Department of Computer Science and Information Engineering, National Taiwan University, Taipei, Taiwan.
Department of Obstetrics and Gynecology, Tri-Service General Hospital, National Defense Medical Center, Taipei, Taiwan.
PLoS One. 2024 Nov 13;19(11):e0313658. doi: 10.1371/journal.pone.0313658. eCollection 2024.
This paper proposes the use of machine learning models to predict one's risk of having hypertension in the future using their routine health checkup data of their current and past visits to a health checkup center. The large-scale and high-dimensional dataset used in this study comes from MJ Health Research Foundation in Taiwan.

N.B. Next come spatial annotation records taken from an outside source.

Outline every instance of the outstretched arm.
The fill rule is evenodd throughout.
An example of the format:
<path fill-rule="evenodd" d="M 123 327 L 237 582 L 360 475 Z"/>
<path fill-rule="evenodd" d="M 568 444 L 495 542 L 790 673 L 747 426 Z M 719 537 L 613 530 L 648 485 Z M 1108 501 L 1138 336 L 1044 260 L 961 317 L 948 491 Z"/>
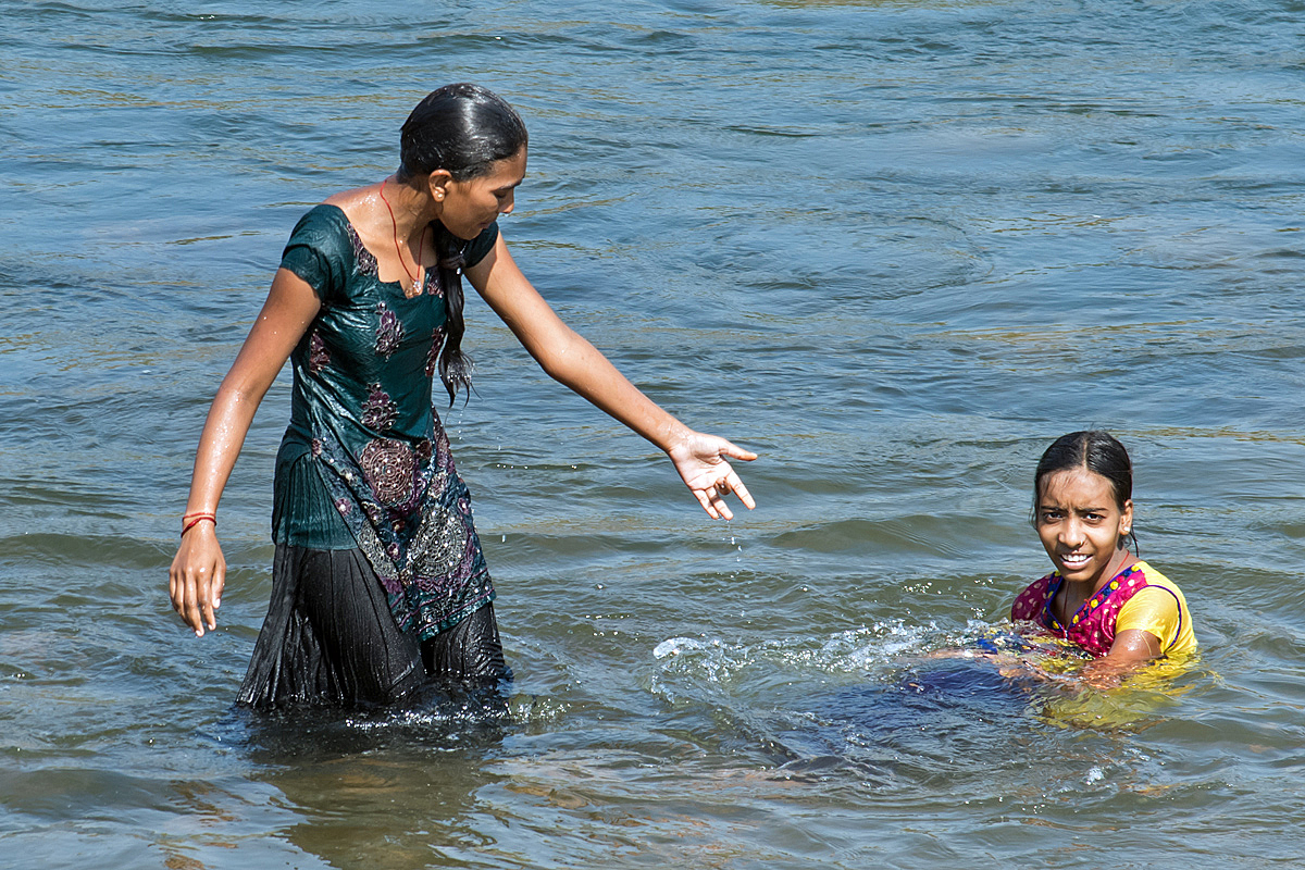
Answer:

The training data for models is separated into 5 folds and used to train 5 models in a 5-fold cross validation manner. While predicting the results for the test set, the voted result of 5 models is used as the final prediction. Experimental results show that our models achieve 69.59% of precision, 77.90% of recall, and 73.51% of F1-score, which outperforms a baseline using only the blood pressure of visitors' last visits. Experiments also show that a visitor who performs a health checkup more often can be predicted better, and models trained with selected important factors achieve better results than those trained with Framingham risk score. We also demonstrate the possibility of using our models to suggest visitors for weight control by adding virtual visits that assume their body weight can be reduced in the near future to model input. Experimental results show that around 5.48% of the people who are with high Body Mass Index of the true positive cases are rejudged as negative, and a rising trend appears when adding more virtual visits, which may be used to suggest visitors that controlling their body weight for a longer time lead to lower probability of having hypertension in the future.
本文提出利用机器学习模型,使用人们在健康检查中心当前和过去的常规健康检查数据,预测他们未来患高血压的风险。本研究使用的大规模高维数据集来自台湾的美兆健康研究基金会。模型的训练数据分为 5 折,并使用 5 折交叉验证方式训练 5 个模型。在预测测试集的结果时,使用 5 个模型的投票结果作为最终预测。实验结果表明,我们的模型达到了 69.59%的精度、77.90%的召回率和 73.51%的 F1 分数,优于仅使用访客最后一次就诊血压的基线模型。实验还表明,进行健康检查更频繁的访客可以得到更好的预测,并且使用选定的重要因素训练的模型比使用 Framingham 风险评分训练的模型取得更好的结果。我们还通过将假设他们的体重在不久的将来可以减轻的虚拟就诊添加到模型输入中,展示了使用我们的模型建议访客进行体重控制的可能性。实验结果表明,在真正的阳性病例中,大约有 5.48%的高身体质量指数的人被重新判断为阴性,并且随着添加更多的虚拟就诊,出现了上升趋势,这可能用于建议访客控制体重的时间更长,未来患高血压的概率更低。